Show me where you grew up, she implored. So I did. Together, Renae and I packed our SUV and headed West in the dead of Winter, away from Colorado’s Front Range, toward Ogden, one day’s drive. We sped along I-80, passing forlorn little towns with forlorn names like Green River and Rock Springs.
As the Winter sun receded, our path jogged around Park City and down Parley’s Canyon, then into Salt Lake City’s business district. There, we took a hotel near the Mormon temple. I grew up Mormon, less than an hour’s drive from this spot.
California’s Governor Leland Stanford drove the commemorative Golden Spike at Utah’s Promontory Point in 1869. What previously had been a schooner journey around the tip of Argentina, overnight became a rail journey of less than four-days, from San Francisco’s Bay area all the way to New York City. From that moment, my home town of Ogden emerged as a transcontinental rail hub.
Buss, as our family called our dad, was a Union Pacific brakeman and part-time shop keeper, although Sawyer’s Variety Store never amounted to much prior to its shuttering in my senior year of high school. Not many years later, Ogden’s rail anchor began to falter also. No more passenger service. And there was diminishing need for Ogden’s rail yards since many freight trains bypassed it to connect directly through SLC.
Ogden was always different from SLC though. In its heyday, transcontinental railroading made Ogden unique; a commercial and cultural center servicing itinerant rail cars, sometimes harboring contraband including Prohibition-era whisky.
Can I see your ID? asked the officious 60-something desk clerk at SLC’s Little America Hotel. Of course. We produced Colorado driver’s licenses and credit cards issued to different surnames at different addresses.
Next, after assigning a room, she noticed and commented on our matching wedding bands. Nice rings you’re wearing, she muttered. What an unusual comment, Renae later mused. By then our room had been assigned and there was no going back. It’s location? In a renovated back corner of what used to be Covey’s Motor Inn during the 1960’s. Renae humorously dubbed this sparsely lit corridor the hotel’s “harlot corner.”
I’m an early riser and depart at daybreak for coffee and a workout. Upon returning, Renae recounted a tale of someone’s unwelcome sexual experience filtering vicariously into our room. Was it an actual Utah dalliance, she humorously wondered.
Humor aside, one cannot visit Utah without encountering the in-your-face assertion of Nineteenth Century sex roles and mores. Among these, Salt Lake Tribune reporter Becky Jacobs describes various discontinuities faced by Utah women. On the plus side, Utah became an early adopter—the 17th state to ratify the Constitutional amendment granting women the right to vote, even ahead of neighboring California.

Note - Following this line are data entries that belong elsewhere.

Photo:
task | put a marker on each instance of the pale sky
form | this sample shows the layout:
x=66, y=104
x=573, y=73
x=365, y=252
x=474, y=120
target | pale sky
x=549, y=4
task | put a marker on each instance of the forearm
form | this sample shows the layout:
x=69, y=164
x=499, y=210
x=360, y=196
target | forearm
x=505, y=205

But on the minus side, vexing discontinuities abound. Amongst the fifty states it is virtually dead last, behind only Louisiana, with America’s largest gender pay gap. Jacobs also describes how low wages and inflexible gender roles imposed by Utah’s ubiquitous Mormon culture turn the heads of outsiders. For instance, Utah women report rigid cultural sex roles to be amongst the greatest challenges they face, Jacobs observes.